Parmi les grands romanciers américains de la génération Franzen, Foster Wallace ou Eugenides, Jonathan Lethem demeure de manière incompréhensible, en France au moins, le plus méconnu. Sur sa fiche Wikipédia, après sa date et lieu de naissance (février 1964, à Brooklyn), le lecteur apprendra seulement qu’il est "un écrivain de science-fiction et de roman policier". C’est un peu court, tant depuis Alice est montée sur la table (L’Olivier, 2000) et surtout les "romans totaux" que furent Forteresse de solitude et Chronic city (L’Olivier, 2006 et 2011), ses lecteurs savent que Lethem ne furète dans les contre-allées de la littérature de genre que pour y puiser la manière d’une œuvre profondément postmoderne et résolue à dire, de toutes les façons possibles, la chute du rêve américain.

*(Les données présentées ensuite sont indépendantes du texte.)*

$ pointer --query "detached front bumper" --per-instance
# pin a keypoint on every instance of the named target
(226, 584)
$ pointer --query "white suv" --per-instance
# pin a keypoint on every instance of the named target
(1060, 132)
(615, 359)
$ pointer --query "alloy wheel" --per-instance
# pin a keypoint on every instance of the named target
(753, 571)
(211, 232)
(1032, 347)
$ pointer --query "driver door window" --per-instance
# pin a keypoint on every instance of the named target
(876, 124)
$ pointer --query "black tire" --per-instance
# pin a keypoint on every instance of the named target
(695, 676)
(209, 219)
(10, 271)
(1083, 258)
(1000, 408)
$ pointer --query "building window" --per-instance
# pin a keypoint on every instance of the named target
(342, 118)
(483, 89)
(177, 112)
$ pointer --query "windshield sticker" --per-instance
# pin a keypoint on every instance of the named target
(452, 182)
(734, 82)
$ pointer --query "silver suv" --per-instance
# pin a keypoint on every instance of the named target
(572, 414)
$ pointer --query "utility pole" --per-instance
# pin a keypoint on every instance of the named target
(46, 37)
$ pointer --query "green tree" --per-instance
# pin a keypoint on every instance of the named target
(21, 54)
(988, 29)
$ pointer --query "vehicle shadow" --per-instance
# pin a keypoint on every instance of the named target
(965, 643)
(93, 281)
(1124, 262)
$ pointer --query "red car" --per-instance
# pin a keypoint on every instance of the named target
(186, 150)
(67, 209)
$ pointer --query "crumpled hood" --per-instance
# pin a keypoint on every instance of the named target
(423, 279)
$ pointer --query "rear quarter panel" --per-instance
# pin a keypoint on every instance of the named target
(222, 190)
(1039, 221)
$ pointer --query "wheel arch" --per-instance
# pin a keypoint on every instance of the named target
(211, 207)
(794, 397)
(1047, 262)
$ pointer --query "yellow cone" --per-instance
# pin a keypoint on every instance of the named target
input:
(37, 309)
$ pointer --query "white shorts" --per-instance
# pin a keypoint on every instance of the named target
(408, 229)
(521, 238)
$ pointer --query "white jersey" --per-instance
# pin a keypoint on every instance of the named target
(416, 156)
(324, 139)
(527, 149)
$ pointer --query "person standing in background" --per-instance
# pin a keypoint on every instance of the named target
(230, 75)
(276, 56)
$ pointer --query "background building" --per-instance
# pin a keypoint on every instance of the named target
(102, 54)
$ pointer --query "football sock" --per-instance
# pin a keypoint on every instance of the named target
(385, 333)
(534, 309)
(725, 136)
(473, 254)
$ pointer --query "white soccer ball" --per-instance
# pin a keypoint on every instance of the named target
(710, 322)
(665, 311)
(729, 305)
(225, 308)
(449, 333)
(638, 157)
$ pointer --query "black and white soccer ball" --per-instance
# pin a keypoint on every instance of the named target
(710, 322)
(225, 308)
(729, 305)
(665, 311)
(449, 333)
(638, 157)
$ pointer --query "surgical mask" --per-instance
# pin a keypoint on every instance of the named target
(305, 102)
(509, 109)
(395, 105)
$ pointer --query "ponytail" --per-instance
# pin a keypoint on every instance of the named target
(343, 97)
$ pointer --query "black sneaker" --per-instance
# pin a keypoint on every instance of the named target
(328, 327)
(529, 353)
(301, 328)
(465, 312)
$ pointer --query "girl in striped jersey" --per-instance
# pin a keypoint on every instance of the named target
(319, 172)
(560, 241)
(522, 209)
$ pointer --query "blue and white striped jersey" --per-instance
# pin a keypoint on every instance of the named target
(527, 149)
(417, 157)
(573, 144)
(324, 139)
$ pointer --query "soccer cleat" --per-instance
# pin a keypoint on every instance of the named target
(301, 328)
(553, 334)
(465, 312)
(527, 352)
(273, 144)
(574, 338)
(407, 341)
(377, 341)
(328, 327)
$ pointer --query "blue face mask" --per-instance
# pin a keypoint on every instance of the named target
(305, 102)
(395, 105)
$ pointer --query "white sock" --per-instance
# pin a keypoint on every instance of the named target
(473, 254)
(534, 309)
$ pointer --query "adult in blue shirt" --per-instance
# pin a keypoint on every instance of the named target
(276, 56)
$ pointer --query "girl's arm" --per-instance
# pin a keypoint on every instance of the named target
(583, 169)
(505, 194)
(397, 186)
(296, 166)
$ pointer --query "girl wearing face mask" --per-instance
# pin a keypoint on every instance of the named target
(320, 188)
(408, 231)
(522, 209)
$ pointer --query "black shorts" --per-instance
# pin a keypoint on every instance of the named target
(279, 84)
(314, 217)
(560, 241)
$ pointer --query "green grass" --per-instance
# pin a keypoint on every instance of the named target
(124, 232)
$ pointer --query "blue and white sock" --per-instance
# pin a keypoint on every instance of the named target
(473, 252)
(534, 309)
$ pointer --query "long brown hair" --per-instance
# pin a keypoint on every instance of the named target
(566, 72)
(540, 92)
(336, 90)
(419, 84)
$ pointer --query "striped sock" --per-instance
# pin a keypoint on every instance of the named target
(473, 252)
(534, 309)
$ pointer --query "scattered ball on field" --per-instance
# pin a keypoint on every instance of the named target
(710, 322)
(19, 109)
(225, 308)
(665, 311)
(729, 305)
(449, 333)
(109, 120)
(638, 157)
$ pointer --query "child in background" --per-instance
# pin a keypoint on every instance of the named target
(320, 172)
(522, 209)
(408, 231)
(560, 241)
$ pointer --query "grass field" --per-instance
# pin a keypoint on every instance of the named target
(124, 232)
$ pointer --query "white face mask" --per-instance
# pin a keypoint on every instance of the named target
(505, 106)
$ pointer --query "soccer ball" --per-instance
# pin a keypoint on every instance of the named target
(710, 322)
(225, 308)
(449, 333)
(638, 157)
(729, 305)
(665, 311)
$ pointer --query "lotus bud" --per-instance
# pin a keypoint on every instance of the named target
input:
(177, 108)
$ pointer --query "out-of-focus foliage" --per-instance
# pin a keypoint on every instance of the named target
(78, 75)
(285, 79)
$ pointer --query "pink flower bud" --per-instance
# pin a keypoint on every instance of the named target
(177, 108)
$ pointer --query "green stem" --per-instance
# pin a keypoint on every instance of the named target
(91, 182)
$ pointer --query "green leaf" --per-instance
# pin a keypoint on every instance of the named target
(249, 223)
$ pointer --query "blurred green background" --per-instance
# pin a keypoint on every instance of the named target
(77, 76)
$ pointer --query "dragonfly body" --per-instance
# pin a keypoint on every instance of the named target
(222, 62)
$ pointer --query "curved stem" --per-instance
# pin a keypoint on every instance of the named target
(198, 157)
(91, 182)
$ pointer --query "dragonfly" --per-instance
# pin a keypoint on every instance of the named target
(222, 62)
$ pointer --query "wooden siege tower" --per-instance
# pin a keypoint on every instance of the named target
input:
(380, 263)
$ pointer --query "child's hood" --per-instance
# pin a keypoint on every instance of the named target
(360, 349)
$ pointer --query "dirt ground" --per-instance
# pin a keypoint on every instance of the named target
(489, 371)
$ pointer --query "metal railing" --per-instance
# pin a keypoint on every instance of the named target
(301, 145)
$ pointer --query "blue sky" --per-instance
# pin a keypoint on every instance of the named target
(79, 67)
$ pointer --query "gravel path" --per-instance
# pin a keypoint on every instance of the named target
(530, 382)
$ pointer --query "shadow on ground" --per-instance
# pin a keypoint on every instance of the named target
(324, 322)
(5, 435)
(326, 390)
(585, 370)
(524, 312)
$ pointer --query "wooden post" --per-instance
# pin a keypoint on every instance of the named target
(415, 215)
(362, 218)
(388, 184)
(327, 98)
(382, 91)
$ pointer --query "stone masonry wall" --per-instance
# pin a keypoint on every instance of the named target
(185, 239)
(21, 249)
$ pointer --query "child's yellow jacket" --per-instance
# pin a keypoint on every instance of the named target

De ce point de vue-là, Jardins de la dissidence, son nouveau roman, ne dépare pas. Il n’est pas interdit d’espérer que l’ampleur de son ambition lui permette de rencontrer enfin le vaste lectorat qu’il mérite. De quoi s’agit-il ? D’une histoire juive, d’une histoire rouge, d’une histoire de la radicalité, d’une histoire de famille : en résumé bien sûr, d’une histoire américaine.

Voilà d’abord, à l’heure d’Eisenhower et de la guerre froide, Rose, Rose Zimmer, juive donc, communiste et new-yorkaise. Alors qu’elle n’était encore qu’une jeune mère, son mari l’a quittée pour aller porter la bonne parole en Allemagne de l’Est. Elle est à la fois un peu trop exaltée et lucide pour obtenir toute la confiance du Parti, qui ne tarde pas à l’exclure sous le prétexte ambigu qu’elle est devenue la maîtresse d’un policier noir.

Voilà ensuite Miriam, sa fille. Elle a rompu avec l’orthodoxie et la colère de sa mère, lui substituant les plaisirs et les impasses de la contre-culture, préférant en quelque sorte Dylan à Marx, mais ne renonçant en rien à l’espérance politique, jusqu’au sacrifice de sa vie.

Voilà enfin Sergius, fils de l’une, petit-fils de l’autre, qui voudrait bien se tenir tranquille, comprendre ce que furent les combats et les peines de cette ascendance envahissante, mais comme un cheval égaré retourne à l’écurie, va se retrouver embringué dans les luttes des "hacktivistes" d’aujourd’hui et auprès du mouvement Occupy Wall Street.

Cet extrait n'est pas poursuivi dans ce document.